No human developer in their lifetime can be exposed to the same amount of copyrighted code as the AI models were during training.

Therefore, the risk of a human developer introducing copyrighted code is several orders of magnitude lower, especially given that human developers working on such projects will make a conscious effort to avoid it because, unlike LLM, they understand the concept of copyrighted code while LLM just spits out statistical probabilities often without the ability to reference sources.
 
May 19, 2024
2
0
10
You people still don't get the difference between human and "AI", do you?

I'll say it once more -- it's the scale.

No human developer in their lifetime can be exposed to the same amount of copyrighted code as the AI models were during training.

Therefore, the risk of a human developer introducing copyrighted code is several orders of magnitude lower, especially given that human developers working on such projects will make a conscious effort to avoid it because, unlike LLM, they understand the concept of copyrighted code while LLM just spits out statistical probabilities often without the ability to reference sources.
Scale doesn't matter.

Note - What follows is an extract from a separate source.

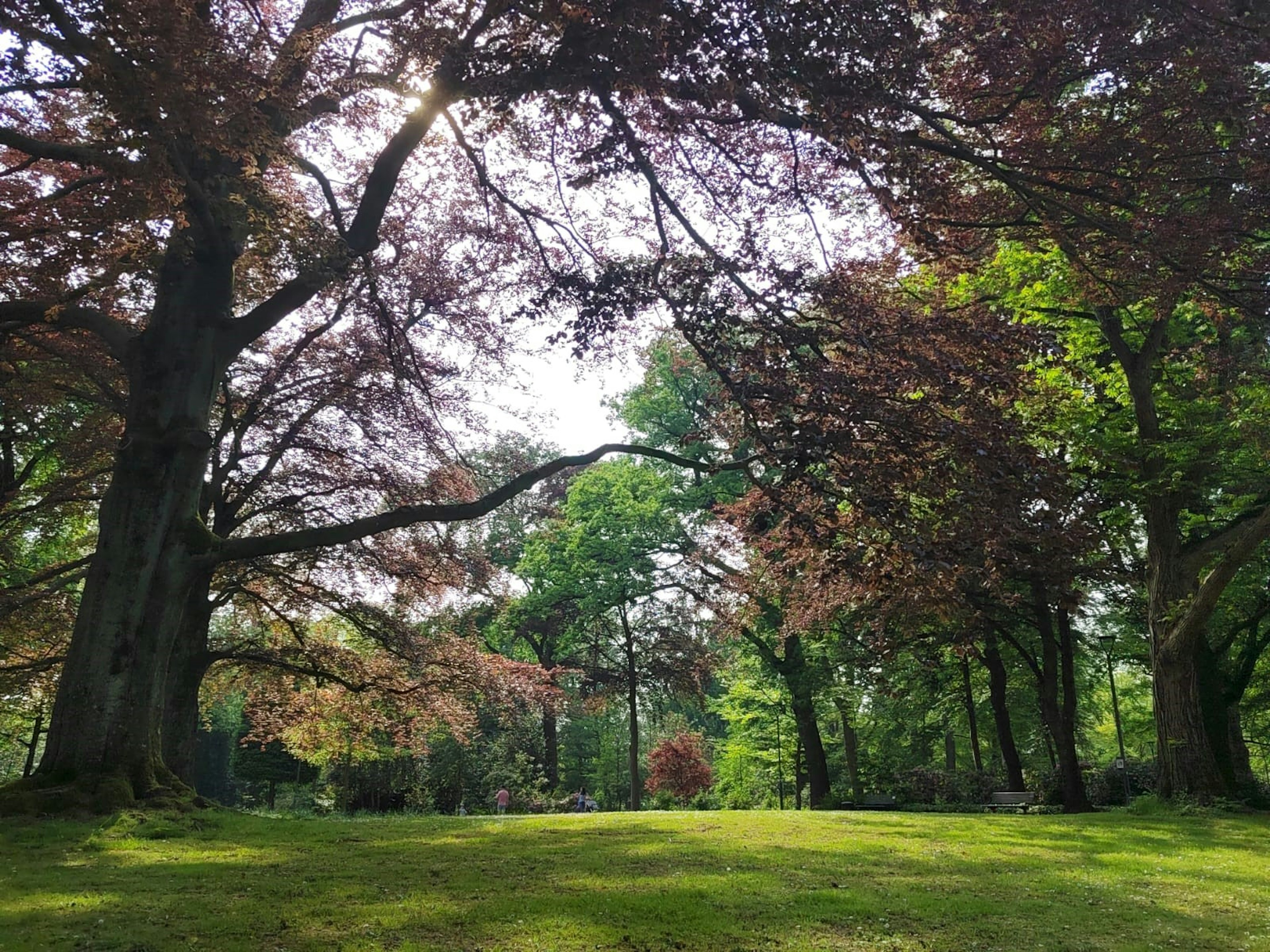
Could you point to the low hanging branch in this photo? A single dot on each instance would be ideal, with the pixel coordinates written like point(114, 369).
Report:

What matters is if you were to judge one code source on copyright and license issues, you should judge all code sources on copyright and license issues. Just as they have plagiarism detectors for university papers, we should have them for all code submitted to all projects.

You argue that the scale of exposure matters, but I say it doesn't. If someone lived on a desert island and never saw a single YouTube video, and then we gave them the camera and had them create a youtube short. If the work they generated collided with the copyright of somebody else's work, would we give them a pass? No, we wouldn't. They would still be guilty of copyright violations. In copyright law, intent and lack of exposure don't matter. All that matters is that the creator substantially replicated the original work.

However, I believe copyright violations are inherent in code. There is no way we can avoid them. We have a number of tools that define good code, design patterns, and code idioms, and all of these restrictions on what makes good code narrow the range of what can be generated.

The above brings us back to the need for plagiarism detectors. How can you know if you violate copyright if you can't test it?

Also, I suggest looking at the claims of plagiarizing in the music, publishing, and academic paper industry. Numerous plagiarism, some intentional, some accidental, some editing mistakes, forgetting to put in quotations and bibliographical references. Again I think many of these plagiarism claims were unavoidable because of limited way of expressing music, or ideas using a highly restricted set of tools.

In over 20 years of programming, I've always assumed my code violates copyright on somebody else's code somewhere just because, as I said above, the limited expressiveness of coding it's highly likely there will be a copyright violation.

When I solve a problem using my Junior programmers, ChatGPT and Copilot, I give them the specs and descriptions of what needs to be done the same way I would humans. I shape their code by telling them what they did wrong and almost never change their code directly. Just like other Junior programmers, I need to keep a careful eye on the code and make sure it generates the right test cases, but at the end of the day, I get code that looks like something I would've generated myself.

I think another reason why people are getting cranky is because LLM systems creating code is another example of how humans are not special. History is full of examples of when some other creature is doing something we thought was uniquely human (tool use, language use), and somebody gets their knickers in a twist. I suggest giving up on the idea that humans are any center of any universe. We are just a collection of cells bumbling around, occasionally doing something good.

The need for humans in software development will drop significantly in the next 20 years. Start planning your exit path now. At this time, it looks like there will be a core of people generating new ideas, expressions, etc., to be fed into AI systems and become available to everybody. However, since the future will arrive too soon and be in the wrong order, we will have AI systems that generate new ideas independently and don't need humans to solve problems.